Lobbying is defined by the IRS in a very specific way and refers to specific efforts to persuade people about specific government legislation. The targets of lobbying are mainly your elected public officials, but can include the news media, your audiences, and the public in general. As a private citizen, you have the right to freely express yourself on government policy. For a nonprofit tax-exempt organization, such as an orchestra, there are some specific rules to follow, but compliance is very easy.

This guide is mainly focused on lobbying—also called government affairs, government relations, or government advocacy. We also describe action you might take beyond the IRS definition of lobbying to influence public policy. For this guide, we use the term “public policy advocacy” for that broader array of activities. Let’s clear up false assumptions that many in the orchestra world have about public policy advocacy and whether they can—or should—lobby at all.

Fiction: There are laws that prevent orchestras (and other nonprofit organizations) from lobbying, or the laws are so restrictive that it wouldn’t pay to try.

Fact: The law encourages nonprofit organizations to lobby, and sets broad, generous limits that impose no significant paperwork or legal burden on any individual or organization.

Fiction: There are very few times when public policy really affects my orchestra, and I have more pressing priorities to deal with every day.

Fact: The outcomes of public policy will greatly affect your orchestra’s everyday ability to raise charitable contributions, program and present international artists, and partner with schools. Time spent on lobbying is time well spent.

Fiction: I’m not a policy expert; I wouldn’t know what to say. Also, policymakers won’t care about what I have to say anyway.

Fact: You don’t have to be an expert on the big picture of tax reform, public education, or immigration. You just have to explain how these issues affect your orchestra’s ability to serve your community—something you’re uniquely qualified to do. Also, the League’s policy team is here to help: we maintain easy-to-use online issue centers that provide concise talking points, background information, and messages set up for you to personalize and communicate to your members of Congress about various legislative and regulatory issues. As for policymakers not caring, remember that elected officials work for you, and it’s their job to be receptive to your concerns.

Fiction: My policymakers always oppose [or] always support the arts, so lobbying them would be a waste of time.

Fact: Given the wide array of issues that affect orchestras, there is a strong chance your elected officials will support at least one of them. And supportive policymakers can be thanked and encouraged to cultivate support from their peers. Don’t write off your elected officials—you never know when they might actually come around to your point of view the more they understand what you do and how the community perceives your work. And don’t take them for granted, either!

Fiction: My orchestra shouldn’t have to lobby—that’s one of the reasons we pay dues to the League of American Orchestras and to our state arts advocacy group.

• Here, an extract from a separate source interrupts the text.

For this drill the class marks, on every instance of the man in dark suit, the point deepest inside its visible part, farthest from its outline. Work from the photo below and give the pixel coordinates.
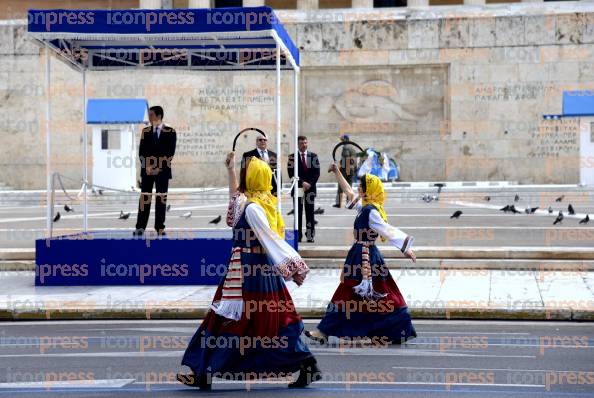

Fact: The League and other national and state arts organizations do lobby directly. However, your voice is worth more than ten office visits by a hired lobbyist. The League can monitor, inform, and persuade as much as possible, but constituent input (yours) is the key. Do not underestimate your own influence.

Fiction: Lobbying is already being done by others more influential and experienced than my organization or I can ever be.

Fact: Given the many musicians, volunteers, trustees, and audience members involved in your orchestra, you represent a substantial constituency. Furthermore, no matter your orchestra’s size or age, you are part of the nonprofit community, and that in itself is a highly regarded trait in policy circles, which was confirmed by polling among swing voters during the 2016 presidential election.